Good! Go it! Two little boys about equal size are well ahead of the others and rapidly nearing the prize. It is just a toss-up which gets it; they grab simultaneously, but their fingers close on empty water. The tiger has disappeared, sucked down by something into the depths! Has it been eaten by a fish?
No, there it is, having risen to the surface again some yards distant, grasped by a thin little arm. The owner of the arm emerges the next instant, shaking back her long black hair. It is a small girl, who actually dived under the boys and snatched the prize away! She deserves it, and holding it on high lies on her back and kicks her way back to land with her legs. She is a magnificent swimmer. They all follow her and crowd around her on the shore while she dangles the treasure in the sun, but no one attempts to take it from her.
BURMESE BOYS.
At the moment everyone has forgotten that there may be more forthcoming, and when Joyce holds up the purple monkey only one tiny podgy fellow sees it, and slipping silently into the water exerts himself tremendously to get well out before the others discover him. He swims slowly, for he is very small, and when he is half-way across the others are after him like a pack of hounds; but he gets the monkey, and turns his bright eager face up to us radiant with delight. One of the elder boys carries his treasure back for him, and by the way the little fellow yields it up readily it is quite evident that he is not in the least afraid of its being taken from him. His faith is justified, for he gets it back directly he lands, and then the children dance round the two lucky ones, singing and making such a noise that a troop of anxious parents hurry down to find out what is the matter. Those toys will be treasures for many a long day.

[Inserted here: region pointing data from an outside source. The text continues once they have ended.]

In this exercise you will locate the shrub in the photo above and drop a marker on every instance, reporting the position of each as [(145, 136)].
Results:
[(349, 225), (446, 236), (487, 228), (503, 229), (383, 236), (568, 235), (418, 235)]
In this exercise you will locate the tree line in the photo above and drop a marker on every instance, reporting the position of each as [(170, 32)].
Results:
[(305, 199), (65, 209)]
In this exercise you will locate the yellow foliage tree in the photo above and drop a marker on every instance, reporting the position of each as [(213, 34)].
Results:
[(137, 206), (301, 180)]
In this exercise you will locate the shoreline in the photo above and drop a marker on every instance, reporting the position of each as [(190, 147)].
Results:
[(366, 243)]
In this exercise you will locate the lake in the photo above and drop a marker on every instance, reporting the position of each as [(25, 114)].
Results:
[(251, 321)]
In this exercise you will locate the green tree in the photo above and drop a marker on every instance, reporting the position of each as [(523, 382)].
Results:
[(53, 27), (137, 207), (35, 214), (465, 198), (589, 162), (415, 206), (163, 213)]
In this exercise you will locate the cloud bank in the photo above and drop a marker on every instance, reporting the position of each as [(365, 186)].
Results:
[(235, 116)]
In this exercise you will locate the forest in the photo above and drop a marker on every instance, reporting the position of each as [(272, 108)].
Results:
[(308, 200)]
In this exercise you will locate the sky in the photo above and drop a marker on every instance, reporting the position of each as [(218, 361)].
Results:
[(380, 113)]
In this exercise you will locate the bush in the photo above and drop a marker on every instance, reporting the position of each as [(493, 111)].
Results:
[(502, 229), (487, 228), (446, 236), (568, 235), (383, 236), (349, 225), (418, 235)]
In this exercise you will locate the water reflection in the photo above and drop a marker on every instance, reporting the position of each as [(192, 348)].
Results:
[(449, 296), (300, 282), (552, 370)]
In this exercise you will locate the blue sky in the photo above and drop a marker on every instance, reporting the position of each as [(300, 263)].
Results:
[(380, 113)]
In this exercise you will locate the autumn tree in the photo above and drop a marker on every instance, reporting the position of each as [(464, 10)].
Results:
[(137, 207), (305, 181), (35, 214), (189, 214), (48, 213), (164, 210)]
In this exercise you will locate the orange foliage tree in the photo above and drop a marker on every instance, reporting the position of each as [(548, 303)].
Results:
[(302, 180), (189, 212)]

The steamer screeches and we are off once more. Soon we see a great sugar-loaf hill in the distance, also a perfect forest of pagodas of all shapes and sizes along the river bank. This is Pagahn, a celebrated place, now deserted and melancholy. Imagine a strip of ground eight miles long and two broad, covered by hundreds of pagodas; it is said there are nine thousand nine hundred and ninety-nine, but no one could count them, for half of them are mere heaps of stones, so possibly there may be one more to make a round number! Pagahn was once a capital city, and the then Burman king pulled down some of the pagodas to build up the defences of his walls when he heard that a Chinese king was coming to attack him; but of course he got the worst of it after such an impious act, as anyone would guess, and since then the place has been deserted. Some of the largest pagodas have been restored, which is rather a wonder in Burma as restoration does not make for "merit." You can see the snow-white outlines rising gracefully in the middle of the rough line of uneven buildings. Unluckily, instead of stopping here we go across the river and anchor at Yenangyaung, where there is a very strong smell of something. "I know," Joyce declares, wrinkling up her smooth little nose. "It's lamp oil."
She is right, it is petroleum; there are here wells of it, from which it bursts up with great force sometimes, like a geyser.
If we had been on a tourist steamer we should have visited Pagahn, but then we should have missed seeing much human life.